MySQL Swap Insanity: Solved

Yes, it has been a while since my last post.  Still in the midst of MySQL ecosystem, and enjoying it tremendously.  I thought I would make this post as it relates to a topic that has some varied results in the online world, and I would like to kick start this blog again.  We'll see how that goes... :)

MySQL has been able to harness the potential of more powerful (CPU) and larger (RAM, disk space) systems in recent years like never before. With this comes the possibility that something can go awry in a big way, and that just happened with us when we upgraded from MySQL 5.1 to MySQL 5.6. 

Our original 5.1 system was on CentOS, and aside from two funky issues (one being MySQL process getting shot in the head by cfengine), our system was stable and performant. With continuous data initiatives/pressures (more data, improved performance and increased availability), we upgraded our system to MySQL 5.6 on Ubuntu 14.04, managed by puppet.

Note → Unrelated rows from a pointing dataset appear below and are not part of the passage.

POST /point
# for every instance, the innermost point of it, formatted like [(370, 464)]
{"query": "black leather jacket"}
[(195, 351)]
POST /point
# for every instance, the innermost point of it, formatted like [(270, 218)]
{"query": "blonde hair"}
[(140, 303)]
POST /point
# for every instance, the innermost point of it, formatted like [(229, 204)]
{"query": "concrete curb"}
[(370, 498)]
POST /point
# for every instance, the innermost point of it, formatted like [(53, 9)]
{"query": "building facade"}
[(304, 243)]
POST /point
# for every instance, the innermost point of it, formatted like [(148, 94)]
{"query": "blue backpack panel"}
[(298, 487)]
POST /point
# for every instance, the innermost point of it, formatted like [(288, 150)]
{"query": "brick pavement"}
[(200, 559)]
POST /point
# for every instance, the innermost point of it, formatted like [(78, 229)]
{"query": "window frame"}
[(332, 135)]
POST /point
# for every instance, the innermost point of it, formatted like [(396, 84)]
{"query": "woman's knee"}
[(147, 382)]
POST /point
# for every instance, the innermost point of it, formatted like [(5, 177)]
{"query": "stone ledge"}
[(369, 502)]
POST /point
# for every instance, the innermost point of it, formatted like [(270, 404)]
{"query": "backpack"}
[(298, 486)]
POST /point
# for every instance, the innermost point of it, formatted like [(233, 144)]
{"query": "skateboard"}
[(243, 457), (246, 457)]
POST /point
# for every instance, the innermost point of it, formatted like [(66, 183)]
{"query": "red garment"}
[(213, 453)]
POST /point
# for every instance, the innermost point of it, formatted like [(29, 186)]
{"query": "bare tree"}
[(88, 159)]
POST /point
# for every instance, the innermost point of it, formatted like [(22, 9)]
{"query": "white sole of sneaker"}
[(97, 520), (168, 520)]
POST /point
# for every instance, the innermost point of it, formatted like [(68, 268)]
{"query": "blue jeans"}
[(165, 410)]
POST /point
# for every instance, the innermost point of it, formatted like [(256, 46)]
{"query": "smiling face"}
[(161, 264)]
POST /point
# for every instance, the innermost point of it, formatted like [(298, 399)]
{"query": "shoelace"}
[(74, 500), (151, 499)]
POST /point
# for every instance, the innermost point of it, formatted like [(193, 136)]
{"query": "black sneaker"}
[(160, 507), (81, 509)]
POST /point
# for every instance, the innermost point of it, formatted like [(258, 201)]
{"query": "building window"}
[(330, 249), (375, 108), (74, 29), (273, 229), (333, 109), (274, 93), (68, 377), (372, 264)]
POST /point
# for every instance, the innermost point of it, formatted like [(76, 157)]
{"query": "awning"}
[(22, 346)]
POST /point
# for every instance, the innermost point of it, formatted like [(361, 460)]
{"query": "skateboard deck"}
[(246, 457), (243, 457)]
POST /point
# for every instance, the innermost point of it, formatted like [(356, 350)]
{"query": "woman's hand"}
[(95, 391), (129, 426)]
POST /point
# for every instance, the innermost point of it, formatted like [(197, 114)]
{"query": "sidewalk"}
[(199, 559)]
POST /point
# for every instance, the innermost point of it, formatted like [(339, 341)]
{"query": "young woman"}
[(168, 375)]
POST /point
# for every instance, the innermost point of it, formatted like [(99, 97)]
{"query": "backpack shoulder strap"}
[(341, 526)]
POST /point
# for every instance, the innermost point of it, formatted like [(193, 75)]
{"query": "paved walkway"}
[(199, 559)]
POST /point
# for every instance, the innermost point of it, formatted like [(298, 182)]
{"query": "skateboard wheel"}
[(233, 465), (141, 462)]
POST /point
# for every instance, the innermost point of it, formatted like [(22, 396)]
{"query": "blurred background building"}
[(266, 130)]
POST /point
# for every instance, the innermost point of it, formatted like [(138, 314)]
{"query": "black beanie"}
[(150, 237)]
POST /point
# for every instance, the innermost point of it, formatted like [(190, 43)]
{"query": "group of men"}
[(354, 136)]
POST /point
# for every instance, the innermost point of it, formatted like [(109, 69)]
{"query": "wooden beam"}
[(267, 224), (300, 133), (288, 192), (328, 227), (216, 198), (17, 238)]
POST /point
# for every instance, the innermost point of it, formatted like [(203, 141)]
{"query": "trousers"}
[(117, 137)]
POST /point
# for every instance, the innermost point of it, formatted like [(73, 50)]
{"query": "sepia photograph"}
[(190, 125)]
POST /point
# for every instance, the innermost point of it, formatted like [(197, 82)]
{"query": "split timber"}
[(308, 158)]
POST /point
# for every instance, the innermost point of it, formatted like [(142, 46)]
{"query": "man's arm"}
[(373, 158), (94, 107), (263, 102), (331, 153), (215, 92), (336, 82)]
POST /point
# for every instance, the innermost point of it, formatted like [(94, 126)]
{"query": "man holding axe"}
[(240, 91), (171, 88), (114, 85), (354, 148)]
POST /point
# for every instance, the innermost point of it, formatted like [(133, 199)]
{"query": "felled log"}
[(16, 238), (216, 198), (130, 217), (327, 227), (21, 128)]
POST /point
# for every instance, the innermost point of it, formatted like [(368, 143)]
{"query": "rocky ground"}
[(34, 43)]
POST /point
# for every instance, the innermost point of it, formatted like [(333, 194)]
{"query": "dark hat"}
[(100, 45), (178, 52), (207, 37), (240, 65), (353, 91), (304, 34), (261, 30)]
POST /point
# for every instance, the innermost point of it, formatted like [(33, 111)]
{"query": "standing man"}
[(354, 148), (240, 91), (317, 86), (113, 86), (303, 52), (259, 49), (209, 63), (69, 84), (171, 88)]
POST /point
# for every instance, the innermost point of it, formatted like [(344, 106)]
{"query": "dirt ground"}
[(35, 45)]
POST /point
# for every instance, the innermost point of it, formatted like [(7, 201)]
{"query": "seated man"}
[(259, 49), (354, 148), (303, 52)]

The first day or two were smooth; transition of data was a big deal, but other than that, it was almost a non-event.

Until day 3. Swap started to increase.

Not only that, swap increased in a big way. From 1% to over 80% in a matter of days. Yes, it started to plateaued, and in some cases, it was at the ~70% mark, and in other cases, at the ~99% mark. And yes, we had a couple of MySQL instances restart due to the dreaded signal 11 message (ie crash). At that point, we ended up restarting several MySQL instances daily so that I would not get woken up in the middle of the night with an issue. And this way I would not have to repair dozens or hundreds of tables.

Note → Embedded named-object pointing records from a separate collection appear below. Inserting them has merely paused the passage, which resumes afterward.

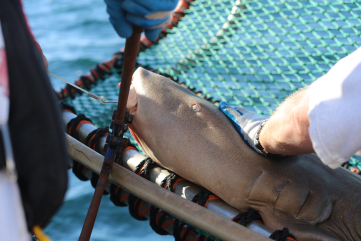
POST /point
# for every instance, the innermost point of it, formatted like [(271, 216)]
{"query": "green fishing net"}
[(247, 53)]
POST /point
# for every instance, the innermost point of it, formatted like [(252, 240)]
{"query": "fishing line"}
[(101, 99)]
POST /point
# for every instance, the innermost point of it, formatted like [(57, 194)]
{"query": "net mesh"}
[(247, 53)]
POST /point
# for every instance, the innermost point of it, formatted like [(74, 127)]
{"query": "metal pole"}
[(116, 141)]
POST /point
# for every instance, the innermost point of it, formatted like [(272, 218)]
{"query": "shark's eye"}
[(196, 107)]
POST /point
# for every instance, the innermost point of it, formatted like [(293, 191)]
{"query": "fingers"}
[(143, 22), (117, 18), (159, 5), (134, 8)]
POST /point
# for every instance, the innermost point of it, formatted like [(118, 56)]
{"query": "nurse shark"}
[(193, 138)]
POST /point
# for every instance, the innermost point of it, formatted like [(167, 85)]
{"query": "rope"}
[(73, 126)]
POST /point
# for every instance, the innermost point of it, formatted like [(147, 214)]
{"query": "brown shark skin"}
[(299, 192)]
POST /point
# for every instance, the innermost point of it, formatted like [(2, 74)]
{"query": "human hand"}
[(149, 14), (45, 60), (248, 125)]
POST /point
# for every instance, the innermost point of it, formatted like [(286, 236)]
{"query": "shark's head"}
[(193, 138)]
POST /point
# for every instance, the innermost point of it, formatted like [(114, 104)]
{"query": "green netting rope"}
[(248, 53)]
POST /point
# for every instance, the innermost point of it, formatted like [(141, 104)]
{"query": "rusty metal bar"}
[(116, 141)]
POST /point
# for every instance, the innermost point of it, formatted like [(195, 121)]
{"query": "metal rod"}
[(130, 55), (185, 189)]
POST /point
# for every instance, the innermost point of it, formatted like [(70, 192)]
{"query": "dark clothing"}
[(35, 122)]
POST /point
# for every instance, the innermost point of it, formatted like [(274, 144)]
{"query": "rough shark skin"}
[(193, 138)]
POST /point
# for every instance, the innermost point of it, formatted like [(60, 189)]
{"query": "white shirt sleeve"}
[(335, 111)]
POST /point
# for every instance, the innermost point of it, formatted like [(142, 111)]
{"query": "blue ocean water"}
[(75, 36)]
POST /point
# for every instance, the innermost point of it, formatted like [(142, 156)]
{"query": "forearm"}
[(286, 131)]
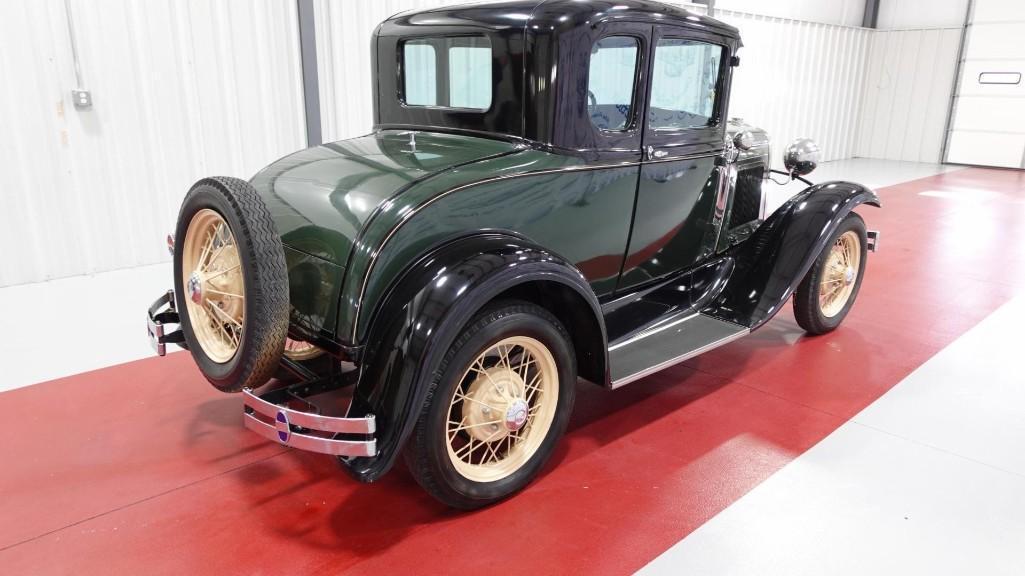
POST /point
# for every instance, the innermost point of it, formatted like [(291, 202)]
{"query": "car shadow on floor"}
[(311, 500)]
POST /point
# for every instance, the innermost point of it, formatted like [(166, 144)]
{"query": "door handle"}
[(656, 154)]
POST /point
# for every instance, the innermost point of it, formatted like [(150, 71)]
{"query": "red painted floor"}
[(144, 467)]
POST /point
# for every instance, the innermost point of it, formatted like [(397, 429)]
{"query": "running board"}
[(669, 343)]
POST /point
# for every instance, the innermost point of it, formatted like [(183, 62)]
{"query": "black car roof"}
[(554, 14)]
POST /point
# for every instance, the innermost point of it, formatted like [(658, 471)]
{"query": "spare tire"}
[(232, 284)]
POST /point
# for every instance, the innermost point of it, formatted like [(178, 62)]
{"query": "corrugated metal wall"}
[(181, 90), (189, 89), (909, 78)]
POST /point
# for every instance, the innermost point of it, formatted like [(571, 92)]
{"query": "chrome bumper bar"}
[(305, 430), (162, 313)]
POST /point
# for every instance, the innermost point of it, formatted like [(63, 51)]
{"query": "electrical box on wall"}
[(82, 98)]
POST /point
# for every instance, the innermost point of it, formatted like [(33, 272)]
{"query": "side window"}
[(611, 78), (420, 68), (469, 73), (684, 84), (447, 72)]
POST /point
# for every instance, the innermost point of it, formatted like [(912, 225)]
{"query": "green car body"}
[(638, 227), (361, 210)]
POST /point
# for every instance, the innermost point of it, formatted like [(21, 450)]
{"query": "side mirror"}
[(802, 157), (744, 140)]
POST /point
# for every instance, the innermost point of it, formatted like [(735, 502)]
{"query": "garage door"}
[(988, 126)]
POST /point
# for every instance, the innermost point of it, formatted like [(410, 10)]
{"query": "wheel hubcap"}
[(839, 274), (502, 409)]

Restarting MySQL in this manner was clearly not acceptable, as it reminded me of my old SQL server days when we restarted those instances daily, a common Windows "fix" at that time in history. 

So what could be the culprit in dealing with this swap issue in MySQL? 

There were a number of possibilities that we considered.  The first four possibilites were MySQL related, the remaining ones were system related.

  1. key_buffer_size - reduce size 
  2. max_connections - reduce value
  3. performance_schema - turn it off 
  4. table_open_cache - reduce value
  5. swappiness - reduce value
  6. numactl --interleave=all 
  7. sysctl -q -w vm.drop_caches=3 


We (including my trusty DBA associate, Jonathan Park) tried a few things on this list, including #1, #2, #3, #6, and #7. 

We even tested on a box with Innodb engine set off. 

We still noticed that swap increased under our load test.  

In fact, we were very successful at increasing swap rapidly over a short time. We could start with swap at 1% and it would increase to about 80% in about 15 minutes. And I was merely running 8 threads to make that happen. 

What Worked?

Swappiness.

We noticed that swappiness was set to 60 by default (we have Ubuntu 14.04), and we reduced it to 10.  We ran our tests and swap did increase a little bit, but not as badly as before.  So we reduced it to 1 (not zero) and swap behavior stayed constant.

I am interested to find out what the MySQL community has done in addition to the prominent post at Jeremy Cole: MySQL Swap Insanity and the NUMA Architecture and would like to see what may have worked for you!

And if you try setting swappiness to 1, does it work for you?